The tribe endured several devastating atrocities during this tumultuous time period, but the Yurok people were never removed from the region.

In fact, many contemporary Yurok citizens are descendants of the Chah-pekw and Cho-kwee villagers who survived the Native American holocaust.

One of the descendants, Yurok Tribal Council Member Sherri Provolt, assisted in the formation of the agreement that paved the way for the tribe to operate the Chah-pekw O’ Ket’-toh Visitor Center.

“It feels really good to regain our rightful place as the primary caretaker of Chah-pekw O’ Ket’-toh,” said Tribal Council Member Provolt. “I know our ancestors would be proud that we are making positive change for future generations of Yurok people and natives throughout the state.”

The tribe is making progress in other big ways too. The soon-to-be realized reintroduction of the California condor was also recognized at the event.

Later this month, the Yurok Tribe and Redwood National Park plan to release the first four condors to take flight in the region since the late 1800s.

The Northern California Condor Restoration Program, composed of biologists and technicians from the tribe and Redwood National Park, will be managing the new flock. A more detailed announcement will be made when the release date is finalized.

Since 2008, the tribe has been laying the groundwork to reintroduce condors in Yurok Country.

With support from Redwood National Park, US Fish and Wildlife Service and the Administration for Native Americans, as well as the Bureau of Indian Affairs, Pacific Gas and Electric and many other contributors, such as the Global Conservation Fund, the Yurok Wildlife Department completed the tremendous amount of work required to reintroduce the critically endangered species.

The following tasks represent a small fraction of what they had to accomplish in order to make condor reintroduction a reality: extensive environmental assessments, contaminant analyses, constant fundraising, planning, designing and constructing facilities, performing intensive community outreach and coordinating with numerous stakeholders and collaborators.
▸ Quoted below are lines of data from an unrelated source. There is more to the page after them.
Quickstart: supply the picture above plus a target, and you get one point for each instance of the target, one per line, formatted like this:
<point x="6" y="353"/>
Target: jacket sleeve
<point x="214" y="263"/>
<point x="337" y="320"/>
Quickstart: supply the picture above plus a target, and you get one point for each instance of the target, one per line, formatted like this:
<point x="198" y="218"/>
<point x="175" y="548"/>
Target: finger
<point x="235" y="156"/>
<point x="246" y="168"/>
In the Yurok worldview, Prey-go-neesh (condor) is one of the most sacred species. The bird is featured prominently in the tribe’s creation story and performs an essential function in the White Deerskin Dance and Jump Dance.
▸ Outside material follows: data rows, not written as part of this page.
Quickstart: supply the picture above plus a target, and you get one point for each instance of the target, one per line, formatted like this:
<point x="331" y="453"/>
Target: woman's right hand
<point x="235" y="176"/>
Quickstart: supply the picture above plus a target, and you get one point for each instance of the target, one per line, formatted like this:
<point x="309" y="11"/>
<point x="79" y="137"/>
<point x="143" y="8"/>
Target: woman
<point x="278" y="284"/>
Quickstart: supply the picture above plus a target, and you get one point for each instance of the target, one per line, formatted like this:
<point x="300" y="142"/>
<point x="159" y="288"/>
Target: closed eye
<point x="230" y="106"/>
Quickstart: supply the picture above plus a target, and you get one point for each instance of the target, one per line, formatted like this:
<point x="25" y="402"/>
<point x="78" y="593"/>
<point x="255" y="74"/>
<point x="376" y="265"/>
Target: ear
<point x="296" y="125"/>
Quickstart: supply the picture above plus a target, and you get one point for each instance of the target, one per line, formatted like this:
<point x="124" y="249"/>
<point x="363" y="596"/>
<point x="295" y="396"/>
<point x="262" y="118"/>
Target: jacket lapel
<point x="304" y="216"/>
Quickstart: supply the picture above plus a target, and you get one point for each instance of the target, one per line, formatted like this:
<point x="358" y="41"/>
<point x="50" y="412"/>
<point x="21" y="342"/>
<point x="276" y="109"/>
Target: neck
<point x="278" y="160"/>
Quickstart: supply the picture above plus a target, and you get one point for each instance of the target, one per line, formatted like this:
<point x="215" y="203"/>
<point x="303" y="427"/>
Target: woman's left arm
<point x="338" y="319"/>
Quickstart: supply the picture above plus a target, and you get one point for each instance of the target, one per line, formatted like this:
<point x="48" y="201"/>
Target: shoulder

“The purpose of the Jump Dance and White Deerskin Dance is to bring balance to the world. Our condor restoration work is a representation of this sacred obligation. Through condor reintroduction, we are fixing an imbalance in the natural world and restoring a critical part of our culture,” said Chairman James.

As California State Parks’ statutory partner, Parks California’s mission is to help strengthen parks and inspire all to experience these extraordinary places.

The Yurok Tribe is the largest tribe in California with more than 6,300 members. The tribe’s ancestral territory comprises 7.5% of the California coastline, spanning from the Little River to the south and Damnation Creek to the north. The eastern boundary is the Klamath River’s confluence with the Trinity River.

The tribe is a leader in natural resource management, fisheries restoration and cultural protection.